🤖 AI Summary
Large language models (LLMs) suffer from reduced robustness and faithfulness in chain-of-thought (CoT) reasoning due to content bias. Method: We propose QuaSAR—a quasi-symbolic abstraction reasoning framework that achieves the first logic-semantic decoupling in natural-language CoT, striking a balance between natural language and formal representation while avoiding the bottlenecks of full symbolicization. Its core innovation is selective symbolization of only critical variables and predicates, enabling synergistic symbolic–natural-language reasoning. QuaSAR integrates quasi-symbolic prompting, abstraction-level control, context learning optimization, and distilled small-model demonstration construction. Results: On benchmarks including MMLU-Redux and GSM-Symbolic, QuaSAR improves CoT accuracy by up to 8%, significantly enhancing reasoning robustness and consistency under adversarial perturbations.
📝 Abstract
Chain-of-Though (CoT) represents a common strategy for reasoning in Large Language Models (LLMs) by decomposing complex tasks into intermediate inference steps. However, explanations generated via CoT are susceptible to content biases that negatively affect their robustness and faithfulness. To mitigate existing limitations, recent work has proposed using logical formalisms coupled with external symbolic solvers. However, fully symbolic approaches possess the bottleneck of requiring a complete translation from natural language to formal languages, a process that affects efficiency and flexibility. To achieve a trade-off, this paper investigates methods to disentangle content from logical reasoning without a complete formalisation. In particular, we present QuaSAR (for Quasi-Symbolic Abstract Reasoning), a variation of CoT that guides LLMs to operate at a higher level of abstraction via quasi-symbolic explanations.
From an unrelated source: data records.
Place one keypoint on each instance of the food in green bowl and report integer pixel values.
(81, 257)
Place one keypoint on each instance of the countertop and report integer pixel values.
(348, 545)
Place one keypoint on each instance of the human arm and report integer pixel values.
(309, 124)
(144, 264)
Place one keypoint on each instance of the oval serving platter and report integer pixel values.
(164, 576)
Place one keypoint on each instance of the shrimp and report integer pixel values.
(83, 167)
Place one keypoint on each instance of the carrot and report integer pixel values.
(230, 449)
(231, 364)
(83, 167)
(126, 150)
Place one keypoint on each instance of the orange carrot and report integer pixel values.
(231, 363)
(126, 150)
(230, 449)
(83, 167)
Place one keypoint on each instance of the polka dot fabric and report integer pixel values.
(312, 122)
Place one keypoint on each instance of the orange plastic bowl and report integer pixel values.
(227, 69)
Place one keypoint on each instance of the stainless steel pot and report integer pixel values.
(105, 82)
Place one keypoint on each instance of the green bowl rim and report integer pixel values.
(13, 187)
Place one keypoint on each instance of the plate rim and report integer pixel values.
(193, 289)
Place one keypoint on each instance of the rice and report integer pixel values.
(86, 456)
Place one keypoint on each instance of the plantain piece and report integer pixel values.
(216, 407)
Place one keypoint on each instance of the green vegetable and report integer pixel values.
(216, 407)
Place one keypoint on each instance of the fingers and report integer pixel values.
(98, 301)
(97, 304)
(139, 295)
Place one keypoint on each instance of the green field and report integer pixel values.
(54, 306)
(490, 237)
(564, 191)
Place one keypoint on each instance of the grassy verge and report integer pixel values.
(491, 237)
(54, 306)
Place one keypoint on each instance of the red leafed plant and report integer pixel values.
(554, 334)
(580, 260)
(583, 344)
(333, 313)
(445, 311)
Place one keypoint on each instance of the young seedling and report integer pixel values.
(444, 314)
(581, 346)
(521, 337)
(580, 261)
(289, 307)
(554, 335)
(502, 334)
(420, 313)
Our framework leverages the capability of LLMs to formalise only relevant variables and predicates, enabling the coexistence of symbolic elements with natural language. We show the impact of QuaSAR for in-context learning and for constructing demonstrations to improve the reasoning capabilities of smaller models. Our experiments show that quasi-symbolic abstractions can improve CoT-based methods by up to 8% accuracy, enhancing robustness and consistency on challenging adversarial variations on both natural language (i.e. MMLU-Redux) and symbolic reasoning tasks (i.e., GSM-Symbolic).